At the Movies with Weldon Kees and Frank O'Hara

American Poetry Review, The, Sep/Oct 2005 by Yau, John

His circular forms are not oranges or abstractions of oranges, heads or abstractions of heads; his rectangles, blots, blurs and brushstrokes assert nothing but their own existence, their own identity and individuality. They are objects from their own world, and that world is the world of paint. Motherwell's insistence upon this concentration and definition is as fierce as Celine's insistence of hell on earth or the insistence of the air on its own transparency. (Letters, 1935-1955, p. 109)

In light of his apparent suicide, Kees's linking of Motherwell's "circular forms" with "Celine's insistence of hell on earth" tells us more about the poet than the artist. But it should also be noted that he understands that paint can be paint, and thus is open to the idea of words being words.

About Motherwell's series of paintings, "Elegy to the Spanish Republic," O'Hara writes:

And always there is an absolute belief in the reality of the schema, executed with such force that individual paintings of the series have been variously interpreted as male verticals and female ovoids, as bulls' tails and testicles hung side by side on the wall of the arena after the fight, and as purist formal juxtapositions of rectangular and curvilinear forms. As with the great recent painting Africa, the possibility of the schema's arousing such a broad range of associations, depending on the emotional vocabulary of the viewer, is a sign of its power to communicate in a truly abstract way, while never losing its identity as a pictorial statement. (Robert Motherwell, Museum of Modern Art, New York, 1965, p. 19)

Whether O'Hara had Kees's review in mind when he wrote his essay is not the issue. Clearly, both poets were able to look at painting in a non-literary way. They didn't need narrative or recognizable images to be convinced of its seriousness. That they both understood that in America in the late i94o's, beginning with the poured paintings of Jackson Pollock, painting could successfully shed all of these historical aspects and be about paint, is central to an understanding of their poetry. For while Kees and O'Hara were attracted to literary forms, villanelles and sestinas in Kees's case, and odes and elegies in O'Hara's, they also wrote poetry that was open and non-literary. The difference is that O'Hara did it in a sustained and innovative way, and Kees did not.

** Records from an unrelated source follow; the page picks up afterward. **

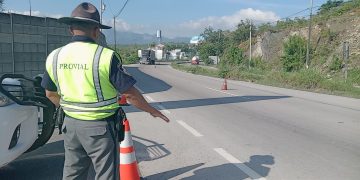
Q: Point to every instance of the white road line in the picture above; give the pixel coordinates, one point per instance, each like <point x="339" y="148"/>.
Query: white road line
<point x="222" y="91"/>
<point x="150" y="99"/>
<point x="190" y="129"/>
<point x="251" y="173"/>
<point x="164" y="109"/>
<point x="142" y="92"/>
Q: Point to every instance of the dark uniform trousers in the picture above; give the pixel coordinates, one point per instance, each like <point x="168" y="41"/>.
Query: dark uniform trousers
<point x="90" y="142"/>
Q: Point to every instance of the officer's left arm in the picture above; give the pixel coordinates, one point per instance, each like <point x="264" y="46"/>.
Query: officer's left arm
<point x="54" y="97"/>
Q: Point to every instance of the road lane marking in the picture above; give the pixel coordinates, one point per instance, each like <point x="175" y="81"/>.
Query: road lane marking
<point x="190" y="129"/>
<point x="142" y="92"/>
<point x="226" y="92"/>
<point x="251" y="173"/>
<point x="222" y="91"/>
<point x="164" y="109"/>
<point x="150" y="99"/>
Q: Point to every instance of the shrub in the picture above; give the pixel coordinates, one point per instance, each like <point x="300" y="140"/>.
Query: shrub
<point x="294" y="53"/>
<point x="336" y="64"/>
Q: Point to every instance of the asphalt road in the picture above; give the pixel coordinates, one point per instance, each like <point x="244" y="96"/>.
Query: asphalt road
<point x="247" y="132"/>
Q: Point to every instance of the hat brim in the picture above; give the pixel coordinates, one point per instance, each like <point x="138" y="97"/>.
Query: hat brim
<point x="72" y="20"/>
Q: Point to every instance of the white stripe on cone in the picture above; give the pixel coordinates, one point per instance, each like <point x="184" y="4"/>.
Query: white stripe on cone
<point x="127" y="142"/>
<point x="128" y="158"/>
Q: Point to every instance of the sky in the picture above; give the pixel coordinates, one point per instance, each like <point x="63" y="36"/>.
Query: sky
<point x="175" y="18"/>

Like other poets of their respective generations, Kees and O'Hara began their careers exploring various literary forms, but in sharp contrast to many of their peers, they became deeply engaged by modernist painting. Their involvement made them realize that the sources of poetry extended beyond literary tradition to include seemingly banal things and ordinary events of daily life. In their attempt to bring American speech into poetry, Kees and O'Hara not only implicitly acknowledge the influence of William Carlos Williams, but they also became interested in an open-ended poem.

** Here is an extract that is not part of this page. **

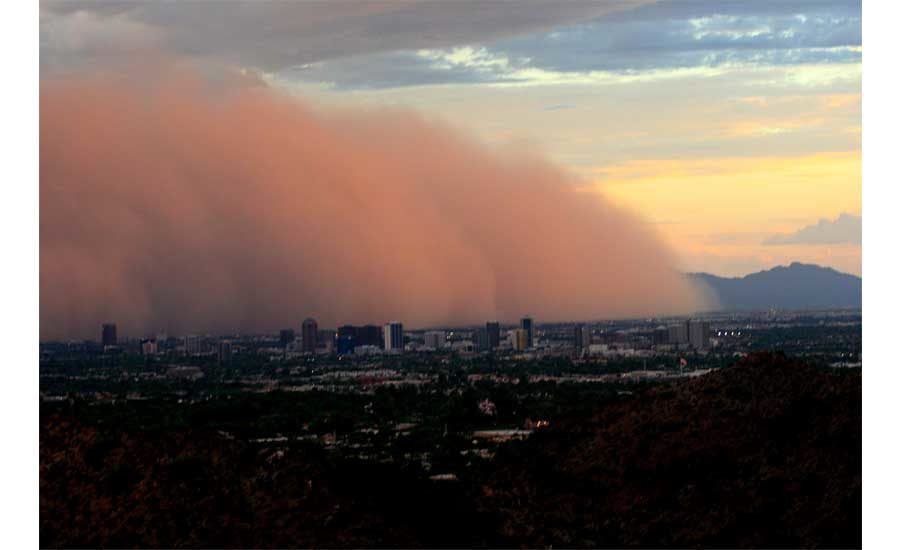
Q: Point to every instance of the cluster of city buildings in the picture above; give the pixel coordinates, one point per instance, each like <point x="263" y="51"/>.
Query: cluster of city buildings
<point x="584" y="340"/>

Kees and O'Hara derived their subjects from popular culture, and from the world they inhabited. They wrote about an urban landscape that was defined as much by the media (cheap novels, movies, and art) as by its denizens. Kees's first book, The Last Man, for example, contains the poem, "The Scene of the Crime," which derives its subject from the tabloids. Again in contrast to their contemporaries, Kees and O'Hara were to varying degrees able to shed the linear narrative governing a poem. On November 27, 1948, Kees wrote in a letter to Norris Getty: "Hofmann asked me to write a poem for the catalog of his Paris show."6 "A Salvo for Bans Hofmann," the largely unrhymed poem that Kees wrote, marks a change in his approach to poetry. In contrast to the airtight argument of "For My Daughter," the images function in a less direct, more abstract way.